When frustrated (often), he tends to stamp like a child having a tantrum causing plaster to shower down from the ceiling. His strength is especially useful around "the Parlor" – he can lift occupied caskets unassisted. Herman has a very distinctive laugh;... a loud braying bellow. Occasionally he is shown grunting and making guttural sounds (similar to Boris Karloff's Frankenstein's monster), usually when he's hungry, impatient or getting annoyed over a minor problem (such as finding his Sunday newspaper).

In keeping with his childlike personality, Herman loves balloons, candy, and especially his wife Lily's pancakes. He plays with toys, such as his son Eddie's cowboy hat and cap pistols (in "Herman's Happy Valley"). He loves to read comic books despite Lily's annoyance at such childish behavior.

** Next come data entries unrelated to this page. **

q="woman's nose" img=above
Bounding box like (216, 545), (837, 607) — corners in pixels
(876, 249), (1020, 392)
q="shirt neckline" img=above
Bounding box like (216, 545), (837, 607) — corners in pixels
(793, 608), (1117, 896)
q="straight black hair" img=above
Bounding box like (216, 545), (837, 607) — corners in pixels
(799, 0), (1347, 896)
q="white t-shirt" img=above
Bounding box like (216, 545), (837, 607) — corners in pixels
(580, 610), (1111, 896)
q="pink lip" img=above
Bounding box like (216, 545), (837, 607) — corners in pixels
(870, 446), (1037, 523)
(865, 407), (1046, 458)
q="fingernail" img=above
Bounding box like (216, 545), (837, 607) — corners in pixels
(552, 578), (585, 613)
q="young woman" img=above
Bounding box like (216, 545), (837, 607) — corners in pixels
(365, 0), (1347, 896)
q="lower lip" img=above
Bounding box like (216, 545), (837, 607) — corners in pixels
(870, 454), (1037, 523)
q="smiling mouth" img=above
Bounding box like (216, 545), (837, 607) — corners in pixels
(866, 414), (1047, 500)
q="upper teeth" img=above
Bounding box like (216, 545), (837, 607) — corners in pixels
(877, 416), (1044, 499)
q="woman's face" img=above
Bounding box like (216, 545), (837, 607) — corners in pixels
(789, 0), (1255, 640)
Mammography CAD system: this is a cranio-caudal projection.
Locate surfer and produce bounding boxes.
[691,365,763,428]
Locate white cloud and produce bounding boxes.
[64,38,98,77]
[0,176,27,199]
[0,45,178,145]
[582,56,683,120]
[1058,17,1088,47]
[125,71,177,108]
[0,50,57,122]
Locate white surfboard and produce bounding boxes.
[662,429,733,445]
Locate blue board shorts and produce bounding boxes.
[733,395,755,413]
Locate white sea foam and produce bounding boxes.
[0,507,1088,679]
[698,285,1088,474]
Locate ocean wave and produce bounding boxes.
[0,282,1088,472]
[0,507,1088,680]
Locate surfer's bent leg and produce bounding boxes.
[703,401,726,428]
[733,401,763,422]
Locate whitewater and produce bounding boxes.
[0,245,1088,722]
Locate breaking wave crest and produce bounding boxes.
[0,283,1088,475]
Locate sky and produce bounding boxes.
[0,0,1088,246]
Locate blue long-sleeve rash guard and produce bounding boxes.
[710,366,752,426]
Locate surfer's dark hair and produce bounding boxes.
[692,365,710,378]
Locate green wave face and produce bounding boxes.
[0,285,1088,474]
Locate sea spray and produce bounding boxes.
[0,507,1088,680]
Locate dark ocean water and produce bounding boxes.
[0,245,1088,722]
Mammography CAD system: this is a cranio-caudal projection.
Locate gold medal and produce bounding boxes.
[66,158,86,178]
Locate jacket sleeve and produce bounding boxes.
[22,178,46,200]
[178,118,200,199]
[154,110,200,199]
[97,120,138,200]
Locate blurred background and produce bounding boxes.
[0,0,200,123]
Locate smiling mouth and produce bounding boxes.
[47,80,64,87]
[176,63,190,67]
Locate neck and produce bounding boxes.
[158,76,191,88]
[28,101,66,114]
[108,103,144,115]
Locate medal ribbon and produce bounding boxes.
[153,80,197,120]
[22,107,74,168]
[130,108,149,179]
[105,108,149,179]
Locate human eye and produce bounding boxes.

Despite being of German origin and having been raised in England, Herman speaks with a cultured American accent. He does however read German newspapers, which is subtly shown in at least one episode: He is reading a paper, conversing about an unrelated topic, and as the camera gets close enough to his face, it can be seen for a fraction of a second that it is Die Zeit. In episode "My Fair Munster", he reads Die Welt.

==Merchandising==
In 1964 Mattel released a Herman Munster doll that featured Gwynne's voice and spoke ten phrases at random with the pull of its "Chatty Ring" cord. This was a spin-off of their highly successful Chatty Cathy doll, for whom the talking mechanism had been invented.